I thought I’d be “fine,” as in not too sad.  But I’m actually fine, because crying one day and being snappish and angry (my specialty) another day and being optimistic on the day after that, is how it is.  It’s like when  you take a bad fall, and people are standing over you asking are you okay, are you okay, and I always get up because I’m embarrassed, and nothing seems broken and everything is working and I say that I’m fine so everyone will stop looking at me.  Only after a little while do I realize that I’ve got a huge scrape, and my glasses are all bent, and I feel some bad bruises coming.

Sometimes I feel embarrassed because we “only” lost embryos.  In order to convey the loss I sometimes have to describe it to people who are kind of glassy eyed because they don’t know what that means, or maybe they have some kind of hangup about assisted reproduction, and I just can’t take it, so I don’t end up telling people about it at all.  And sometimes there are people who do get it, or are kind enough to walk in my shoes a little bit so they can get it, and I have a day when I feel okay, and then I feel like a fake because they were so kind and now I seem fine.

There’s nothing like feeling dumb on top of everything.  But I do!  People have lost husbands, and living babies, and babies at 20 weeks, and babies that were 17 years old, or never had a baby at all after so, so many tries.  That’s something to grieve about.

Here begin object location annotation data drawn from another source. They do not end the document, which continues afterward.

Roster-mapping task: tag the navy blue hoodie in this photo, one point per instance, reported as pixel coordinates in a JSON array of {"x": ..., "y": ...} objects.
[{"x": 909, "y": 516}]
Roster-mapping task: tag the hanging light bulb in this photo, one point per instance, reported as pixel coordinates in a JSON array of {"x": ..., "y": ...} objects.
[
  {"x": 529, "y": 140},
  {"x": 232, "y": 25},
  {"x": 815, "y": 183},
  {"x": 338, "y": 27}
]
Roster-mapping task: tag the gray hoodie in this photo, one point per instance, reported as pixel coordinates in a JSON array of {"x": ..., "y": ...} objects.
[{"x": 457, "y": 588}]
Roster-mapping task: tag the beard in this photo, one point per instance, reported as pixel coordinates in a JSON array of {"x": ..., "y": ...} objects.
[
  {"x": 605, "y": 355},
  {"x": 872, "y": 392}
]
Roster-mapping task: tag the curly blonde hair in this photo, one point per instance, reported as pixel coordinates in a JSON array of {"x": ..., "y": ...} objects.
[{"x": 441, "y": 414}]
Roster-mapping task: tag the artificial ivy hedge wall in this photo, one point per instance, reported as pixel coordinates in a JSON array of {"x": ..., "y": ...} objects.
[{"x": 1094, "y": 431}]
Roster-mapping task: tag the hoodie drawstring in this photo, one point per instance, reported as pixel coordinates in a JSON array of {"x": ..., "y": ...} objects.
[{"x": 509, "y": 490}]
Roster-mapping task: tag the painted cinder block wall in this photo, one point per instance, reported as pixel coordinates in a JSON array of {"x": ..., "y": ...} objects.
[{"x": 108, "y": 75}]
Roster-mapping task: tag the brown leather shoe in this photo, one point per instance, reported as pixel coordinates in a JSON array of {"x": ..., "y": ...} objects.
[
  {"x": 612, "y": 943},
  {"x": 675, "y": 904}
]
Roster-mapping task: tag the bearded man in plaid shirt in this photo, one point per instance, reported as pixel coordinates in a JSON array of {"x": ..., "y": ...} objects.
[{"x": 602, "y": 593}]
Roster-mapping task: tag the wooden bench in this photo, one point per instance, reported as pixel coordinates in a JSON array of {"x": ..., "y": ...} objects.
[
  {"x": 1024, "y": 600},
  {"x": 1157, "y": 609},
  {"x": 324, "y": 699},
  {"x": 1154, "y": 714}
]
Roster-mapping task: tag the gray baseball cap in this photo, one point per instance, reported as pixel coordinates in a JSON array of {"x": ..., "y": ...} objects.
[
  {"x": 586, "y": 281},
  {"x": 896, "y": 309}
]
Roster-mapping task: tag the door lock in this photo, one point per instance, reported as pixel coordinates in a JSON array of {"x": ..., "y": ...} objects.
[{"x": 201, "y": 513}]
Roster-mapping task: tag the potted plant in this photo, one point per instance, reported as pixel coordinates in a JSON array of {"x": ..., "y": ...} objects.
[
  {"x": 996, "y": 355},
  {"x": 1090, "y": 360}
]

And… so is the five embryos and that whole part of our lives.  Gone.

Now that I’m reminded of what grief is like, this little-ish grief that I have to own, I remember how to do it.  How to drink more water, get enough sleep, go slow, and take care of the big scrape, and the bent glasses; and get ready for the big bruises that will be coming for a while.

It would be rude if you said I should enjoy the baby that we have, and how healing that can be.  But it’s true, and I do and cry five minutes after that and this is just how it is sometimes.